Search code examples
javaapache-flinkflink-sqlflink-table-api

How to map java LocalDateTime to Flink TIMESTAMP when using table API


My code is something like:

DataStreamSource<Tuple2<String, LocalDateTime>> src = ...;
tableEnv.createTemporaryView("input_table", src, $("name"), $("dt"));

I then realized that field dt is not a TIMESTAMP after trying to call date_format on it.

Then I updated the code:

DataStreamSource<Tuple2<String, LocalDateTime>> src = ...;
RowTypeInfo rti = new RowTypeInfo(new TypeInformation[] {BasicTypeInfo.STRING_TYPE_INFO, BasicTypeInfo.LOCAL_DATE_TIME}, new String[] {"name", "dt"});
SingleOutputStreamOpertor<Row> rows = src.map(val -> Row.of(val.f0, val.f1)).returns(rti);
tableEnv.createTemporaryView("input_table", rows);

New code works fine, but seems a bit twisted to me, since I have to add a map which basic does nothing.

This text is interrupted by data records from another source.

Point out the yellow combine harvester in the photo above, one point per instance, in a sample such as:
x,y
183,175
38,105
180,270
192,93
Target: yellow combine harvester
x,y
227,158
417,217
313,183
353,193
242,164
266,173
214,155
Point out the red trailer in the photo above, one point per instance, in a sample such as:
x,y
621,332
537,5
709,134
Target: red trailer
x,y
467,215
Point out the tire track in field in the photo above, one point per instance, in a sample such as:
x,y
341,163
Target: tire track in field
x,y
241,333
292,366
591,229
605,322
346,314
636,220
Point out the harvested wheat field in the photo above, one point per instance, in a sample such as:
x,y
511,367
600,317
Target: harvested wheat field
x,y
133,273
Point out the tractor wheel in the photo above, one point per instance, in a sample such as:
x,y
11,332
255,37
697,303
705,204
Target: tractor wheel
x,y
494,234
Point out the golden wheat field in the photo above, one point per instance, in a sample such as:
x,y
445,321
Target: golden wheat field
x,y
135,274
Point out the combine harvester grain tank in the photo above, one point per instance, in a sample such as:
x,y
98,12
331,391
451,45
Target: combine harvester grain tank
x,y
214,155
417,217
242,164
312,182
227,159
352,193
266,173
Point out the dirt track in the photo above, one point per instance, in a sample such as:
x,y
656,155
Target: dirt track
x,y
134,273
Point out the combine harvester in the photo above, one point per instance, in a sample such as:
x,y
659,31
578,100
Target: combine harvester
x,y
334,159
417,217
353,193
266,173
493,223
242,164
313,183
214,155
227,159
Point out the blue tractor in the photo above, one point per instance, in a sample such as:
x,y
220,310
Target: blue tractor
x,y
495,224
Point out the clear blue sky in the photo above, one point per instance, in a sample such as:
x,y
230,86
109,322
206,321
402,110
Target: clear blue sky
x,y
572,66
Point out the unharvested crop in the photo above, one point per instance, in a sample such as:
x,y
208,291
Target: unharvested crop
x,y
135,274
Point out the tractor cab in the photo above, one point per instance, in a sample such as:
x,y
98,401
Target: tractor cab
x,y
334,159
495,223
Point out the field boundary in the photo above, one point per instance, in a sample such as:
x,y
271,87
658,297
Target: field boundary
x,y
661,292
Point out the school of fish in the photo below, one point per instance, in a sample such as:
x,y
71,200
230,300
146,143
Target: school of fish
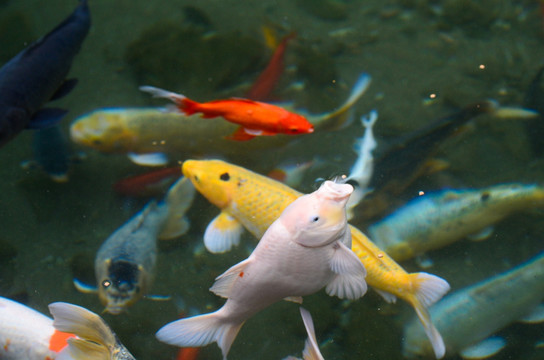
x,y
305,243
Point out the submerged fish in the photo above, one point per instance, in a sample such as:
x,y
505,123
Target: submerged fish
x,y
254,118
252,201
95,338
467,317
27,334
304,250
51,153
37,75
141,131
437,219
267,80
125,262
410,157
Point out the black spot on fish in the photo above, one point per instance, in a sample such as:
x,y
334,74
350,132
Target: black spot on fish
x,y
225,176
123,274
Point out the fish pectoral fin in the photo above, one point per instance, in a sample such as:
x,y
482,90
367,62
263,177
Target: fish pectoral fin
x,y
535,316
152,159
158,297
45,118
222,233
481,235
224,282
349,281
240,135
64,89
483,349
84,288
388,297
295,299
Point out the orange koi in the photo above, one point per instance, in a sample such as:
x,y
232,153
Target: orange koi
x,y
268,79
255,118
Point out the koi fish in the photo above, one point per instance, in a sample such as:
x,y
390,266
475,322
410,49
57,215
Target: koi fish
x,y
252,201
152,131
437,219
27,334
95,339
255,118
410,156
125,262
467,317
268,79
362,169
149,184
306,249
37,75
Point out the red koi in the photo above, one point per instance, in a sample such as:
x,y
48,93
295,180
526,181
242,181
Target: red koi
x,y
270,76
255,118
148,184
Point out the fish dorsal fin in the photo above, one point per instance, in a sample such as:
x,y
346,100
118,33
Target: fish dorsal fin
x,y
152,159
295,299
224,282
349,281
483,349
388,297
535,316
88,326
222,233
179,199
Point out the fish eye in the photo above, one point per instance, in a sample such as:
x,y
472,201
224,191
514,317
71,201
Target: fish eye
x,y
225,177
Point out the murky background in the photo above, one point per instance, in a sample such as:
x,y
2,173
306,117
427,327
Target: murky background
x,y
50,232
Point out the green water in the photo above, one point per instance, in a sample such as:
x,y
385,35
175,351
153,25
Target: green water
x,y
49,232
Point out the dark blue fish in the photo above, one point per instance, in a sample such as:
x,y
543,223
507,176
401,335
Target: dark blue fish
x,y
38,74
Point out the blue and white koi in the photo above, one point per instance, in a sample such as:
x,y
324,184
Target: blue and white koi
x,y
363,168
125,263
467,317
437,219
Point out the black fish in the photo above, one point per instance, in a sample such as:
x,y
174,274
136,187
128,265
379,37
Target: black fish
x,y
408,158
37,75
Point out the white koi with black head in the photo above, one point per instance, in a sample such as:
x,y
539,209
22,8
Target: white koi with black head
x,y
306,249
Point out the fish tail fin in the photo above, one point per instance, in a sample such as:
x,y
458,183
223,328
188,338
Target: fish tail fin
x,y
199,331
95,338
179,198
428,289
183,103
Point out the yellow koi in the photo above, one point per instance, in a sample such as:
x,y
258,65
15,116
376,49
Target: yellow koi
x,y
254,201
149,135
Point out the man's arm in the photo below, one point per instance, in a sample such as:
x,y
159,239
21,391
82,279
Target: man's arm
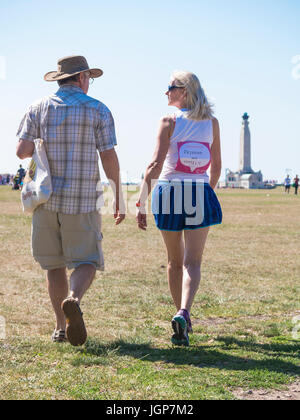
x,y
25,149
110,163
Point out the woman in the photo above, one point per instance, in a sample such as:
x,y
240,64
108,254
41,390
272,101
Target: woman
x,y
188,143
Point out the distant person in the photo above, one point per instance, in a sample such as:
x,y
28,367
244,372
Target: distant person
x,y
296,184
184,202
66,231
287,184
21,172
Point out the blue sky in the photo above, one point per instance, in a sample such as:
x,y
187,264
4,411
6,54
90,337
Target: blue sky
x,y
241,51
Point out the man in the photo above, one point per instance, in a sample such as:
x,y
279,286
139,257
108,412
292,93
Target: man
x,y
66,231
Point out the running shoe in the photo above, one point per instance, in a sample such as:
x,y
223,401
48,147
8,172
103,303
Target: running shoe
x,y
75,331
181,324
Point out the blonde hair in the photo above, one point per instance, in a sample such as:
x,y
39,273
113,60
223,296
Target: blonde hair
x,y
199,108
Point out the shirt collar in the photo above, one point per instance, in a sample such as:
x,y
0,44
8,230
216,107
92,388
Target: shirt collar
x,y
70,88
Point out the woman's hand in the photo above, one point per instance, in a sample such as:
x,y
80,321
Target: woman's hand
x,y
141,218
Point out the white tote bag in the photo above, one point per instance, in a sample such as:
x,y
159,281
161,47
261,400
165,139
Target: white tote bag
x,y
37,187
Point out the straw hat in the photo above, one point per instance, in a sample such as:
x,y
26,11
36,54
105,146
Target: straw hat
x,y
70,66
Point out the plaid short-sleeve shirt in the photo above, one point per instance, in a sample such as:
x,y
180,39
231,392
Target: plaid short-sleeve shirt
x,y
73,126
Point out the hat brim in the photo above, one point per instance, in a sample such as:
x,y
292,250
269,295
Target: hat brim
x,y
54,76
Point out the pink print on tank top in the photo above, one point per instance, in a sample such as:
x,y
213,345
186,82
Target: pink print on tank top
x,y
193,157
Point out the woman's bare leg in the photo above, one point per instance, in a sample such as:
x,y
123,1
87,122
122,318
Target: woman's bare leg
x,y
194,246
175,249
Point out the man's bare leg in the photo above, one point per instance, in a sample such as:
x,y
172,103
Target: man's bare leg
x,y
58,291
81,280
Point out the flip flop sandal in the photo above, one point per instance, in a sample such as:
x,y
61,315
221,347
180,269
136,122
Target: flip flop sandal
x,y
59,336
75,331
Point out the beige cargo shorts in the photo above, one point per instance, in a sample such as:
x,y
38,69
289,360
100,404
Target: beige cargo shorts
x,y
64,240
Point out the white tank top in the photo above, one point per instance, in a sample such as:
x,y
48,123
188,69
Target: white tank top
x,y
189,154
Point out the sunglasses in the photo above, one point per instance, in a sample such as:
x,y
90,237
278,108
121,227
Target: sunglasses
x,y
170,88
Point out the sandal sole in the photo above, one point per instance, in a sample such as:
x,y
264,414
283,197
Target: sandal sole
x,y
75,331
180,337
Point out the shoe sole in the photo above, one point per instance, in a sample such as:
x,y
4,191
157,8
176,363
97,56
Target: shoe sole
x,y
180,337
75,331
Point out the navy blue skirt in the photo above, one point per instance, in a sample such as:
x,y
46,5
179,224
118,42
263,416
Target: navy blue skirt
x,y
178,206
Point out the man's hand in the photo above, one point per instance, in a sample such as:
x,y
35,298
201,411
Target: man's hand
x,y
119,214
141,218
25,149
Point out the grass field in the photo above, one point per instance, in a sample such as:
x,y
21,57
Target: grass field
x,y
243,314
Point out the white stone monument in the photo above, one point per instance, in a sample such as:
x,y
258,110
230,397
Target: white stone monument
x,y
245,177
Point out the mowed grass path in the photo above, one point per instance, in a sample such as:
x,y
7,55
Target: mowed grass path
x,y
242,315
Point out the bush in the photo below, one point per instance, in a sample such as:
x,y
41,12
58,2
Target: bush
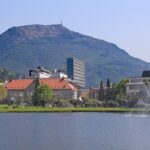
x,y
110,103
62,103
92,103
140,105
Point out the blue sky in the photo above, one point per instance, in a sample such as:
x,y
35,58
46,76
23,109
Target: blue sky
x,y
123,22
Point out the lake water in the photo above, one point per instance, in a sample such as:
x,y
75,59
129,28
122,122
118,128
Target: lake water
x,y
74,131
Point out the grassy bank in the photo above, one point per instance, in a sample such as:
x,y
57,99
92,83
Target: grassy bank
x,y
5,108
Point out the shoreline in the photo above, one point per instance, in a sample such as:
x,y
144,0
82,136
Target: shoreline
x,y
37,109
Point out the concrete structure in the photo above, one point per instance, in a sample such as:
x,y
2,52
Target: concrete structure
x,y
138,88
59,74
24,88
76,71
39,72
94,93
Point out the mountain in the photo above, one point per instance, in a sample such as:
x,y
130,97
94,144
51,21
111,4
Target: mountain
x,y
25,47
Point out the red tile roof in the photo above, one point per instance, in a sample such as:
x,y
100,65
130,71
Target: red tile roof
x,y
20,84
57,83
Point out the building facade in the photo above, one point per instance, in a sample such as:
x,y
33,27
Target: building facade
x,y
76,71
138,88
23,89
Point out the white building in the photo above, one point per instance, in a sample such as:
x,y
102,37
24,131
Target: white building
x,y
138,88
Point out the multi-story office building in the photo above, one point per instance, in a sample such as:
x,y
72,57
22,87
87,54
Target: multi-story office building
x,y
139,87
76,71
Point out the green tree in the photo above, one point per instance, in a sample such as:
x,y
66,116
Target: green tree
x,y
101,92
42,95
3,92
108,90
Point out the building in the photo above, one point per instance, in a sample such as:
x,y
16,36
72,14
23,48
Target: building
x,y
59,74
76,71
94,93
24,88
40,72
138,88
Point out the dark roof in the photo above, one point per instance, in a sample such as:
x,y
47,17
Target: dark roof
x,y
146,73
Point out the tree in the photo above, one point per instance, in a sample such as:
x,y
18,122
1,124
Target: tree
x,y
108,90
3,92
42,95
101,92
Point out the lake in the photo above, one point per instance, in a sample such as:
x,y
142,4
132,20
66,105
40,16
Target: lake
x,y
74,131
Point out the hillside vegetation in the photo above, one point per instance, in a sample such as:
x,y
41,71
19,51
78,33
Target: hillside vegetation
x,y
25,47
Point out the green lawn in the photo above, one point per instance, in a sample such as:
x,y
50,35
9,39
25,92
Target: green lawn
x,y
6,108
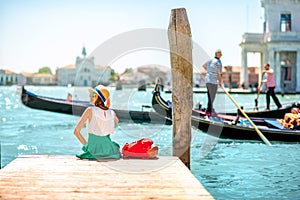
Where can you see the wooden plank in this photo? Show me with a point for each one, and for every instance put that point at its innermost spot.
(182, 82)
(66, 177)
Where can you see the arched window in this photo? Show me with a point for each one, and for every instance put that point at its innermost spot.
(285, 23)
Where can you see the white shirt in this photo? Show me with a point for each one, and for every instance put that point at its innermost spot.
(102, 122)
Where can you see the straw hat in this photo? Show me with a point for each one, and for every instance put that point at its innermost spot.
(102, 92)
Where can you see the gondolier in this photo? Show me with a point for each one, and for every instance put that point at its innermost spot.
(270, 82)
(212, 79)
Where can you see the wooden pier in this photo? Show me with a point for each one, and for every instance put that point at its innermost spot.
(66, 177)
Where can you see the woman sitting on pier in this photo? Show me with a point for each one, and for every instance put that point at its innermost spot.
(100, 124)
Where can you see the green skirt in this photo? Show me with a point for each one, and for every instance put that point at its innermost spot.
(100, 147)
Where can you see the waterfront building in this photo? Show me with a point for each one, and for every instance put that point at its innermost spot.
(8, 77)
(83, 73)
(279, 44)
(43, 79)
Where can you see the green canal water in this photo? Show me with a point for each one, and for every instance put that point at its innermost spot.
(228, 169)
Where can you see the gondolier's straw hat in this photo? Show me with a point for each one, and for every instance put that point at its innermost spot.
(103, 93)
(218, 51)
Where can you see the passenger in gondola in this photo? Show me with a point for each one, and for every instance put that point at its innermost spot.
(69, 97)
(100, 121)
(212, 79)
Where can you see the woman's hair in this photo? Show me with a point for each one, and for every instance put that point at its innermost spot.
(99, 103)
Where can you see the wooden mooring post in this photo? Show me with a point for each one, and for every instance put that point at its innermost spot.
(182, 82)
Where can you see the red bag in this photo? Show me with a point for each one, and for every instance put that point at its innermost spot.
(143, 148)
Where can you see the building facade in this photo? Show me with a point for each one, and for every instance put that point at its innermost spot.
(8, 77)
(83, 73)
(278, 45)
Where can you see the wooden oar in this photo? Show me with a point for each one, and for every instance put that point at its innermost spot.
(266, 141)
(256, 100)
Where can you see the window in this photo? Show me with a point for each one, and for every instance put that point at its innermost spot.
(285, 23)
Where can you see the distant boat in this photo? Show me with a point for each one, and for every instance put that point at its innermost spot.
(222, 125)
(34, 101)
(275, 113)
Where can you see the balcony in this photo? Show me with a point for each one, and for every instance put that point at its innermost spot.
(291, 36)
(253, 38)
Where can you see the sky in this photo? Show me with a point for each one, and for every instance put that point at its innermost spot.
(38, 33)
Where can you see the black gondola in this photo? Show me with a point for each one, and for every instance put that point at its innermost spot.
(78, 107)
(223, 126)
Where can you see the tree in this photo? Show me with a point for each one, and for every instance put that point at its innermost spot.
(45, 70)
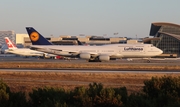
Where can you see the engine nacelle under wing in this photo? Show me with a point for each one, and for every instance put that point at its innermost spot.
(104, 58)
(85, 56)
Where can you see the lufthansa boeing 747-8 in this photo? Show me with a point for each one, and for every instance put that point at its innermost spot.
(93, 53)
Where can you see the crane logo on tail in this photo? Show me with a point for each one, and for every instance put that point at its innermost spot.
(34, 36)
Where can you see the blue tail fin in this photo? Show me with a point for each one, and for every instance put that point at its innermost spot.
(36, 38)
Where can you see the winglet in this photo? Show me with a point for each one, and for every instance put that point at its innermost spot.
(9, 43)
(36, 38)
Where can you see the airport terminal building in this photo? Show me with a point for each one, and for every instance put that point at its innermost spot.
(166, 37)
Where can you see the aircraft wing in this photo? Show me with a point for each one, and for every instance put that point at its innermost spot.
(55, 51)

So my question is, what is the proper way to map java LocalDateTime to flink TIMESTAMP?

I'm using Flink 1.13.0.


Solution

  • When converting the DataStream into a Table we have the opportunity to specify a org.apache.flink.table.api.Schema to tune the mapping between java types and SQL types, as well as declaring metadata like watermarks.

    This snippet works in my case:

    import java.time.LocalDateTime;
    import org.apache.flink.api.java.tuple.Tuple2;
    import org.apache.flink.streaming.api.datastream.DataStream;
    import org.apache.flink.streaming.api.environment.StreamExecutionEnvironment;
    import org.apache.flink.table.api.Schema;
    import org.apache.flink.table.api.Table;
    import org.apache.flink.table.api.bridge.java.StreamTableEnvironment;
    
    ...
    
        StreamExecutionEnvironment env = StreamExecutionEnvironment.getExecutionEnvironment();
        StreamTableEnvironment tableEnv = StreamTableEnvironment.create(env);
    
        DataStream<Tuple2<String, LocalDateTime>> dataStream = env.fromElements(
            Tuple2.of("Alice", LocalDateTime.parse("2021-11-16T08:19:30.123")),
            Tuple2.of("Bob", LocalDateTime.parse("2021-11-16T08:19:31.123")),
            Tuple2.of("John", LocalDateTime.parse("2021-11-16T08:19:32.123")));
    
        // note that "f0" and "f1" here come from the field names in Tuple2
        Table inputTable = tableEnv.fromDataStream(dataStream,
            Schema.newBuilder()
                .column("f0", "STRING")
                .column("f1", "TIMESTAMP(3)")
                .watermark("f1", "SOURCE_WATERMARK()")
                .build()
        );
        tableEnv.createTemporaryView("input_table", inputTable);
    
        tableEnv.executeSql("DESCRIBE input_table").print();
    
        tableEnv.executeSql("" +
            "  SELECT                                      " +
            "    UPPER(f0) AS name,                        " +
            "    f1 AS datetime,                           " +
            "    date_format(f1, 'YYYY') AS event_year     " +
            "  FROM input_table                            "
        ).print();
    

    Which prints:

    +------+------------------------+------+-----+--------+--------------------+
    | name |                   type | null | key | extras |          watermark |
    +------+------------------------+------+-----+--------+--------------------+
    |   f0 |                 STRING | true |     |        |                    |
    |   f1 | TIMESTAMP(3) *ROWTIME* | true |     |        | SOURCE_WATERMARK() |
    +------+------------------------+------+-----+--------+--------------------+
    

    and

    +----+--------------------------------+-------------------------+--------------------------------+
    | op |                           name |                datetime |                     event_year |
    +----+--------------------------------+-------------------------+--------------------------------+
    | +I |                          ALICE | 2021-11-16 08:19:30.123 |                           2021 |
    | +I |                            BOB | 2021-11-16 08:19:31.123 |                           2021 |
    | +I |                           JOHN | 2021-11-16 08:19:32.123 |                           2021 |
    +----+--------------------------------+-------------------------+--------------------------------+
    

    I find the DESCRIBE very convenient to debug those cases.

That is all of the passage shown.